Todd Spitler, an ExxonMobil spokesperson, stated his company will “continue to fight these suits, which are a waste of time.” A spokesperson for the American Petroleum Institute stated that the industry has substantially reduced emissions over the past two decades.
Each of the disinformation cases is based on some combination of four different legal theories: Tort law, product liability, consumer protection and—most recently— racketeering. In April, lawyers for the city of Hoboken amended a 2020 complaint to allege that the defendants violated New Jersey’s racketeering laws by conspiring to sow doubt about climate change. It marked the first-ever state lawsuit of its kind, following one last year in which 16 Puerto Rico cities brought federal charges under the Racketeer Influenced and Corrupt Organizations Act (RICO) claims—RICO was enacted in 1970 to target the mafia.
Missy Sims, a lawyer with Milberg, one of the world’s largest class-action firms, is “on a mission from God,” and has filed lawsuits against ExxonMobil, Chevron, Royal Dutch Shell, BP, and others. She argues that those companies have produced 40% of global GHGs, while colluding to deceive the public.
Her case is part of a new wave of litigation targeting oil companies over climate change, but differs in two significant ways. It was the first to allege that, by downplaying the effects of global warming, the companies violated RICO. Keep in mind, RICO charges expose defendants to potentially huge financial damages and open a new front in oil companies’ legal challenges. The case was also the first to request damages from a specific weather event, 2017’s Hurricane Maria, which killed thousands and caused more than $100 billion in damages in Puerto Rico.
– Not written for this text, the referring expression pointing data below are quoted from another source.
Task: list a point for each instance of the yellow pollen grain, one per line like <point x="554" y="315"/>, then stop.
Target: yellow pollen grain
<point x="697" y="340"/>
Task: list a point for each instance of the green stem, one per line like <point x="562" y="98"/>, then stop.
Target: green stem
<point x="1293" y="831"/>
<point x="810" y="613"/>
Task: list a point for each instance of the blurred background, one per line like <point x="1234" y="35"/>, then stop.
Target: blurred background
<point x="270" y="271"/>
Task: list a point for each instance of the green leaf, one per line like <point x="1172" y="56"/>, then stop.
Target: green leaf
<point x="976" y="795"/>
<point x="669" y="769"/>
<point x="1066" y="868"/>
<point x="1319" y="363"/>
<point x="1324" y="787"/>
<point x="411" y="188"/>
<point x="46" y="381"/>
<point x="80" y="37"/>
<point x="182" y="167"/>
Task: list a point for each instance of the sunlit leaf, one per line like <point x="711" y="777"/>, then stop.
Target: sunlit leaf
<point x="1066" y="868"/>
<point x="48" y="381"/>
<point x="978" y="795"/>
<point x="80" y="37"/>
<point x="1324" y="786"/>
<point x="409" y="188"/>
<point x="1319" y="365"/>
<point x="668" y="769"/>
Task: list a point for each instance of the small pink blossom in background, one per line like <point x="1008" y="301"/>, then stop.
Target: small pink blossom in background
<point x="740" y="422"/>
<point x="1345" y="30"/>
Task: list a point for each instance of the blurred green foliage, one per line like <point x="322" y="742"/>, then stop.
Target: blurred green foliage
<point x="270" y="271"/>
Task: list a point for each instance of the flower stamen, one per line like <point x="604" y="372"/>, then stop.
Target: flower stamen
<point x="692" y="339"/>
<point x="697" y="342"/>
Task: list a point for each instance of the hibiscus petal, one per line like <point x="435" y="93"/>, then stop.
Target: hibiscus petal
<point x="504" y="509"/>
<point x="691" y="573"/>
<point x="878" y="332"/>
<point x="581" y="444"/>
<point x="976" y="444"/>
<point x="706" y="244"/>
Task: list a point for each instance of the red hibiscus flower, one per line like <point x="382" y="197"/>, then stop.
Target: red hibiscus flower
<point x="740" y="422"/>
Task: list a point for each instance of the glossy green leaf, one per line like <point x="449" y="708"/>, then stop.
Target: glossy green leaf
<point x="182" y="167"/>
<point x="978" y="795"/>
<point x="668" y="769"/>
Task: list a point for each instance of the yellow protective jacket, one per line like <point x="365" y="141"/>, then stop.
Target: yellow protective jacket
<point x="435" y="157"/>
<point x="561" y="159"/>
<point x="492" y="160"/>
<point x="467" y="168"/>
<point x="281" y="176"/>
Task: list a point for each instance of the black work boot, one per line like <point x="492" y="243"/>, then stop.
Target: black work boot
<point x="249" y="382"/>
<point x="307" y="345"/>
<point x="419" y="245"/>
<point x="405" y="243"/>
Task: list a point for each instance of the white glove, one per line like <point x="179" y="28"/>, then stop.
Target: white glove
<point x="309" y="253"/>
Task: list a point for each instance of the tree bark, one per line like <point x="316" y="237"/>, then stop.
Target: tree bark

All of the larger rulings helped galvanize other, smaller cases and create a snowball effect. The more individual climate cases succeed in the courts, the more they set new legal precedents that allow other climate cases to succeed, which most do—54% of non-US cases had outcomes unfavorable to oil companies.
Two things are certain. First, studies found that the filing of a new case or a court decision against oil majors negatively affected their finances. Thus, oil companies will be harmed, no matter the outcomes of the cases. Second, as always, many lawyers will be making lots of money from this litigation.